VTT-006 sensitizes HeLa cells to Taxol

Hec1 depletion by RNAi has earlier been shown to cause sensitization to Taxol treatment [39]. To examine possible synergistic effects between VTT-006 and Taxol, we treated HeLa cells with varying concentrations of the two drugs either as single dosages or as drug combinations, and monitored the viability of cells with the IncuCyte imager. Combinations of low concentrations of VTT-006 (1–2 µM) and Taxol (1–5 nM) increased mitotic index in comparison to single drug treatments at the same concentrations (Figure 6A). In some cases, the increases in mitotic index of the combinations appeared to be synergistic rather than simply additive. Cells treated with a combination of 2 µM VTT-006 and 5 nM Taxol exhibited clearly increased cell death 24–48 h after administration of the drug cocktail (Figure 6B) in comparison to cell populations treated with 2 µM VTT-006 or 5 nM Taxol as single treatments. Cell death coincided with the induction of cleaved PARP indicating apoptotic cell death (Figure 6C). Based on these findings, sub-lethal doses of VTT-006 sensitize cells to low nanomolar concentrations of Taxol.

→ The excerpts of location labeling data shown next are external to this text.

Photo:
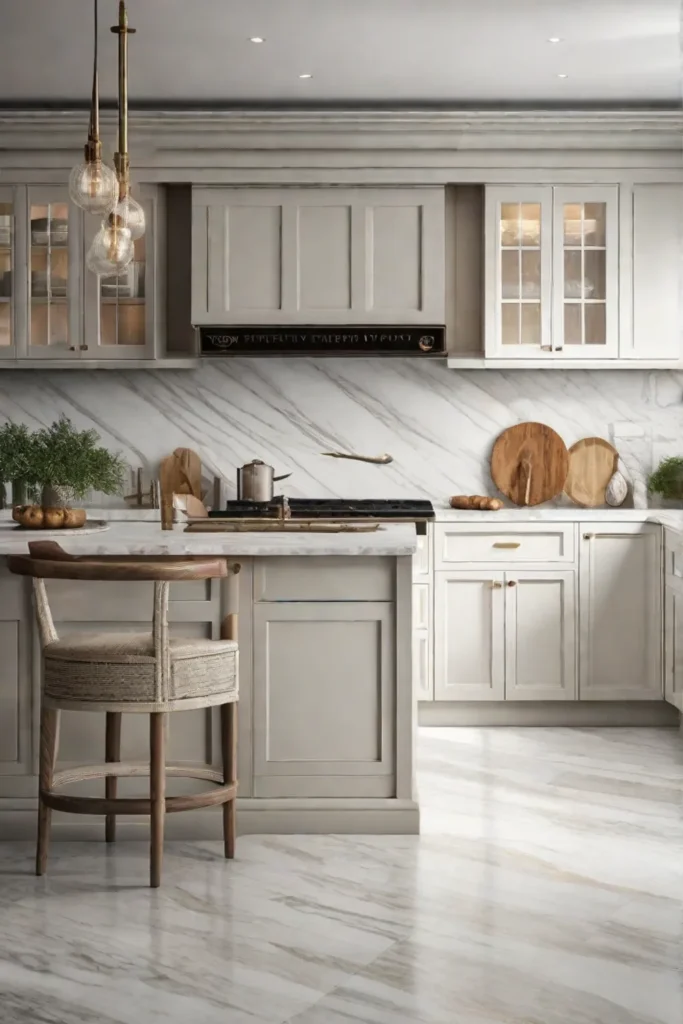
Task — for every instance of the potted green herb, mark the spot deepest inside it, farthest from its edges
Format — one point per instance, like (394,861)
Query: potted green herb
(65,464)
(16,462)
(667,480)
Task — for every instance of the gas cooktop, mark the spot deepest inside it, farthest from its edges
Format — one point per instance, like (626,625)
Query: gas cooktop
(329,508)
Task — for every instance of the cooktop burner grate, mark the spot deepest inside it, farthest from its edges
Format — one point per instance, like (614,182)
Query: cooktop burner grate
(330,508)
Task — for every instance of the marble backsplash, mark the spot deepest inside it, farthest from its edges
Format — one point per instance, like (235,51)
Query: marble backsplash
(438,424)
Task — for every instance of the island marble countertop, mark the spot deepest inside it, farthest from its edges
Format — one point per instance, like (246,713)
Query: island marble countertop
(126,538)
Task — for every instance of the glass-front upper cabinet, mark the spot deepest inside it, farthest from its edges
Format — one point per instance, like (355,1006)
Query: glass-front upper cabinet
(122,310)
(552,284)
(7,273)
(54,245)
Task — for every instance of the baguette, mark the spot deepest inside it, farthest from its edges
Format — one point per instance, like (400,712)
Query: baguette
(476,503)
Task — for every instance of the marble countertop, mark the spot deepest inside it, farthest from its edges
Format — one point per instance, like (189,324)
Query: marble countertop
(126,538)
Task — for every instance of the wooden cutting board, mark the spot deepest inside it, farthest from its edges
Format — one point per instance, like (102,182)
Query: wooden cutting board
(592,465)
(180,473)
(529,463)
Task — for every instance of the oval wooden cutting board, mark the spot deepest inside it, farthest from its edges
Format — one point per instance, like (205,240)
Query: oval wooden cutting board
(592,465)
(529,463)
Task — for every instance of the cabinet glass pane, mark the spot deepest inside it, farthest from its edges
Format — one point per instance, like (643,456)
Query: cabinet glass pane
(530,276)
(530,326)
(510,273)
(572,325)
(510,214)
(510,324)
(594,273)
(530,224)
(596,328)
(48,237)
(6,260)
(122,301)
(585,264)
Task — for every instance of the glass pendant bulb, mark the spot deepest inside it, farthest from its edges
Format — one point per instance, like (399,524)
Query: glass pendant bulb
(93,186)
(112,248)
(129,213)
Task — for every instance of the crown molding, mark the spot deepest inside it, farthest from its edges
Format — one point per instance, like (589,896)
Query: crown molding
(355,129)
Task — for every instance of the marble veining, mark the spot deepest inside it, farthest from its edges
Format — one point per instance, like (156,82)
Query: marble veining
(126,538)
(438,424)
(546,888)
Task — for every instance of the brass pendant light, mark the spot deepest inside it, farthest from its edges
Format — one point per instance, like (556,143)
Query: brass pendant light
(113,247)
(93,185)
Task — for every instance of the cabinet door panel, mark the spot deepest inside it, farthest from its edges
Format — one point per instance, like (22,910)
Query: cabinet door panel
(318,255)
(540,636)
(518,271)
(324,697)
(586,271)
(657,232)
(621,612)
(469,636)
(673,676)
(15,677)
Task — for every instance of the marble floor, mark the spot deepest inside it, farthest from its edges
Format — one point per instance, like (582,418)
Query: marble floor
(547,888)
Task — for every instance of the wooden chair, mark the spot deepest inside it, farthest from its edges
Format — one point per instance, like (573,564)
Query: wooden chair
(147,673)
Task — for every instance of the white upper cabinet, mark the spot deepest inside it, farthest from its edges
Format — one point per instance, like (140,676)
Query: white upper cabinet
(124,313)
(657,220)
(317,256)
(552,283)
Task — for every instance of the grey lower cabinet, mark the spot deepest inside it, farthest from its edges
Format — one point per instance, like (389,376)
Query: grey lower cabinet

VTT-006 inhibits the growth of various cancer cell lines

In addition to HeLa cells, the effects of VTT-006 on cell viability were studied on a panel of cell lines including cancer cells derived from breast, prostate, colon, lung and ovarian tissues and three non-malignant cell lines using CellTiter Glo assays. EC₅₀ values were in the range of 4.8–11.9 µM for other cell lines except for MCF10A, which had an EC₅₀ value of 21.3 µM indicating that this non-tumorigenic breast cell line is more resistant to VTT-006 (Table 1). However, the viability of non-tumorigenic prostate cell lines Ep156T and RWPE-1 was decreased by VTT-006. The same cell lines observed with the IncuCyte imager also showed accumulation in mitosis when treated with 1, 5 or 10 µM VTT-006 with the exception of MCF10A cells, which did not undergo mitotic arrest (results not shown). Finally, growth suppressive effects of VTT-006 were studied in 3D organotypic cell culture system [40] using breast cancer cell lines MCF7 and MDA-MB-231 SA as models. The growth of the multicellular spheroids was efficiently retarded by 5 µM and higher concentrations of VTT-006 determined by morphometric spheroid criteria (Figure 7). The results indicate similar efficacy for VTT-006 in monolayer and 3D cell culture models.

DISCUSSION

We describe here the cellular effects and anti-proliferative activities of VTT-006, a small molecule that binds to Hec1 and perturbs its association with microtubules in vitro. To our knowledge, no previous studies have reported small molecules that would directly inhibit Hec1 function. One set of developmental compounds originating from the INH1 template has been shown to impair Hec1-Nek2 kinase interaction leading to the degradation of the kinase and growth suppression in multiple human cancer cell lines in culture and in mouse xenografts [22, 24]. In addition, the molecule SM15 has been reported to bind the surface of microtubules independently from Hec1 and to stabilize microtubules and the microtubule-kinetochore interaction [25]. Future comparative studies with these three compounds could further help to determine their different effects on cell proliferation at molecular level. We aimed at the discovery of compounds that would prevent the establishment of proper microtubule-kinetochore interactions via targeting the CHD of Hec1. Perturbation of the dynamic instability of microtubules by filament-destabilizing agents such as vinblastine and vincristine, or by filament-stabilizing drugs paclitaxel, docetaxel and epothilones has been utilised for decades to treat cancer patients [41]. Due to poor cancer cell selectivity of microtubule-targeting drugs and their side effects, such as peripheral neuropathy, new anti-mitotic compounds have been actively developed against e.g., mitotic motor proteins Eg5 and Cenp-E [42, 43], Plk1 and Aurora kinases [44–47], and other key facilitators of cell division [48, 49]. However, the majority of non-microtubule targeting anti-mitotics have not translated their preclinical efficacy to a tolerable clinical response, which has fueled early drug discovery and new target validation studies in the field of mitosis research.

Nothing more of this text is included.